Suntec’s stellar performance is at risk from sluggish occupancy rates for Suntec City Mall’s Phase 3 development. According to OCBC, the mall currently has a relatively lacklustre committed occupancy rate of 60% as of the end of September.
The disappointing figure is underpinned by continued headwinds in Singapore’s retail sector. “. We see downside risks to our FY15 gross revenue and DPU forecasts if the situation remains sluggish,” noted the report.
Suntec REIT’s strong office portfolio will be its main driver of growth, but rental growth is expected to moderate starting 2015.
“The momentum for prime office space in Singapore remains robust, as illustrated by the 3.3% QoQ and 14.7% YoY increase in Grade A rentals in 3Q14, based on data from CBRE. We expect Suntec REIT to be a beneficiary of this trend, as approximately 69% and 68% of its NPI and NLA are contributed by the office segment, respectively.

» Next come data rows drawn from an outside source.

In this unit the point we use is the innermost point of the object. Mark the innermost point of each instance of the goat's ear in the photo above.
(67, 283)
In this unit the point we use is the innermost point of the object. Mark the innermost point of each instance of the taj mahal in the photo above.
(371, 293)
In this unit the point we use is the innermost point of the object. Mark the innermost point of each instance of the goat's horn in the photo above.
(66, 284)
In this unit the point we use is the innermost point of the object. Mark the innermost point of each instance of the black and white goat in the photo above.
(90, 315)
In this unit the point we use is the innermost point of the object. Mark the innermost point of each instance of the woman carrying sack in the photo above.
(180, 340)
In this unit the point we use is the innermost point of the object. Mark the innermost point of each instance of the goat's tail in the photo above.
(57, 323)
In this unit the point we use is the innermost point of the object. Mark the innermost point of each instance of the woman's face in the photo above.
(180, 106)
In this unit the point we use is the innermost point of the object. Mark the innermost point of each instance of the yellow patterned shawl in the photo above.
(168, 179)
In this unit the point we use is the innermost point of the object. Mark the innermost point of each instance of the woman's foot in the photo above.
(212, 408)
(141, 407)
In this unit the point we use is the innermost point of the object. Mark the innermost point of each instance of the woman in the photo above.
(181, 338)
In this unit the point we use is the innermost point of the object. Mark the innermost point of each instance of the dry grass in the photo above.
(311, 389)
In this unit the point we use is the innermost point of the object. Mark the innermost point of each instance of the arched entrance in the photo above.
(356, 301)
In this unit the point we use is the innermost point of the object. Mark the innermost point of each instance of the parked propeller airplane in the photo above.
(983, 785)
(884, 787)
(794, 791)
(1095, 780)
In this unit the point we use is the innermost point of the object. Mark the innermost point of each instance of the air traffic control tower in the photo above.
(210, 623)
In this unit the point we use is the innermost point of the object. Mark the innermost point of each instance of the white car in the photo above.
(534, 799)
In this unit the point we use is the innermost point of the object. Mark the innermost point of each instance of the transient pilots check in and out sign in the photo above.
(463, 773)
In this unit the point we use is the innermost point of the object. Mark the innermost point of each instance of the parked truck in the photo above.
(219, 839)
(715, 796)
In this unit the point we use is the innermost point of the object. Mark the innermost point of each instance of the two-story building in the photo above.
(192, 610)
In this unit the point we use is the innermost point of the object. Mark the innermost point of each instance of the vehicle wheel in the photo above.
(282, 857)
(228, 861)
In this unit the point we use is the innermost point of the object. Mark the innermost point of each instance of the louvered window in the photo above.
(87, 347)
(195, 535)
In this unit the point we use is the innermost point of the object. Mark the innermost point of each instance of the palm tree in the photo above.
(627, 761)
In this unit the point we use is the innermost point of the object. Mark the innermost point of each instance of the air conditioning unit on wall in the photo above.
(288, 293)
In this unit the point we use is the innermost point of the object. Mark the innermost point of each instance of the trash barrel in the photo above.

Notwithstanding this positive environment, we believe the pace of rental increase would moderate next year. Growth is expected to ease further in 2016, given the large pipeline of supply coming on stream (~3.9m sq ft),” noted OCBC.
Suntec REIT's share price has appreciated 26% year-to-date, but OCBC notes that the potential yield compression could be limited at this juncture.